In the US, Shafrin believes that private payers are generally more likely to allocate funds to high-cost oncology therapies – including medicines given the greenlight through accelerated approval pathways – over drugs in other areas like cardiovascular disease. This is mostly due to the acute severity of many cancer indications, as well as their “immediate and life-threatening consequences”.

However, Shafrin does acknowledge a discrepancy between the risk appetite of patients and payers. “Many patients will take the risk on a treatment with a potential upside, but payers will often want to know a drug works for sure before reimbursing,” he says.

Shafrin also notes the importance of considering a therapy’s cost on both the patient and system-wide levels. “A lot of targeted cancer therapies are high cost, but they are often only suitable for a smaller patient population who express a specific biomarker,” he says. “As you only use these therapies in a smaller group of patients, the total cost to the system is not necessarily as much as, for example, a cardiovascular drug you’d use across a large population,” Shafrin adds.

According to Shafrin, the level of conservatism demonstrated in payer decisions can also depend on geography. “In Germany, payers are quite strict with cancer therapy reimbursement, as these drugs will often have to show OS benefits to gain coverage.” He contrasts this with the approach of US payers, who he says are increasingly open to accepting established surrogate endpoints as proof of efficacy.

As companies increasingly shift their focus to create oncology drugs that are more convenient for patients, Shafrin does not believe that the administration route will significantly impact payer decisions moving forward.

Jason Shafrin, senior managing director of FTI’s Center for Healthcare Economics and Policy

Chemotherapy still set to play a key role

While the industry has set the scene for the increased use of targeted therapies, Peter notes that the goal should not be to abolish chemotherapy. “There will still be an important place for it [chemotherapy]. The paradigm shifts we’re seeing are more centred around selective replacement,” he says.

Coughlin mirrors this take, adding: “Chemotherapy combines well, meaning it’s a good tool to weaken the tumour before coming in for the kill with targeted therapies.
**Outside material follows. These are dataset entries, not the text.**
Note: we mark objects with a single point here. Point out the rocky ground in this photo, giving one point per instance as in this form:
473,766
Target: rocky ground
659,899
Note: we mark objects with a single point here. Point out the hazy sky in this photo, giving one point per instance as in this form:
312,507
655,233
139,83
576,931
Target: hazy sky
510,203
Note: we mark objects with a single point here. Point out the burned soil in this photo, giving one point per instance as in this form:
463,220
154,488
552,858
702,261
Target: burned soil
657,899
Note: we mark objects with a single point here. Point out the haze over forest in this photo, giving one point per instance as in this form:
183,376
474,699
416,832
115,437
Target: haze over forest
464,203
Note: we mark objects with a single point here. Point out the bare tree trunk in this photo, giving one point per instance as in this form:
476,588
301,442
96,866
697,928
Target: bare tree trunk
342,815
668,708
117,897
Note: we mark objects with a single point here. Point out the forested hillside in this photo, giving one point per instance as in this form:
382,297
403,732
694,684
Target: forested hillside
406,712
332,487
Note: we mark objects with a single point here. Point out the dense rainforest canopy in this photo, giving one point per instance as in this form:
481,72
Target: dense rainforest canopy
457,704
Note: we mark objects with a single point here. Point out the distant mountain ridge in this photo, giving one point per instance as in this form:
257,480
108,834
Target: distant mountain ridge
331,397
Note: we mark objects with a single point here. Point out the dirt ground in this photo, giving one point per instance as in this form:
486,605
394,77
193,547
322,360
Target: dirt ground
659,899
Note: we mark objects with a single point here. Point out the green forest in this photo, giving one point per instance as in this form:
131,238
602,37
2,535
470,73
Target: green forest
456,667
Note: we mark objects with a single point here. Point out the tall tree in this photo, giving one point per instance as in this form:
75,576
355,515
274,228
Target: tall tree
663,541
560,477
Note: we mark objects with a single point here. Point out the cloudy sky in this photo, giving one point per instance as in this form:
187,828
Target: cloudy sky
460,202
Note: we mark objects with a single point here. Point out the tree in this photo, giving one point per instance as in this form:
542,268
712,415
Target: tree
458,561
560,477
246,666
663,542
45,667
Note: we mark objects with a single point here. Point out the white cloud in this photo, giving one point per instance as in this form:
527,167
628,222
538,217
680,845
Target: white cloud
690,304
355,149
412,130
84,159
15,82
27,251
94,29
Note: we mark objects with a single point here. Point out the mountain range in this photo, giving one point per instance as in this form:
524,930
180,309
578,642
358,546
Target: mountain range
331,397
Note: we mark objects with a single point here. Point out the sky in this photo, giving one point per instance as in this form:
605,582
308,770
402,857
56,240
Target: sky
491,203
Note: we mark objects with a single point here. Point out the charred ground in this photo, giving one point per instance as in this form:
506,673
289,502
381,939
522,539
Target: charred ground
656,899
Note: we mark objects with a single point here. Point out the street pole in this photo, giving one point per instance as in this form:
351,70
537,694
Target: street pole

What companies and clinical oncologists are looking for now is better combinations and smarter ways to use chemotherapy,” she explains. According to Coughlin, this includes both ADCs and peptide-drug conjugates (PDCs), which deliver chemotherapy straight to the tumour.

Meanwhile, Kolesnikova believes that chemotherapy will likely continue to lose its position as a backbone for cancer treatment over the next 5-10 years, while being “completely phased out in some indications”, including chronic lymphocytic leukaemia (CLL), selected forms of NSCLC, and melanoma. However, she notes that chemotherapy will remain a minor component in a subset of cancer indications. “The pace of this change will depend on how much the field invests, the regulatory environment and the ability to address the fundamental challenges of resistance, tumour heterogeneity and equitable treatment access,” Kolesnikova concludes.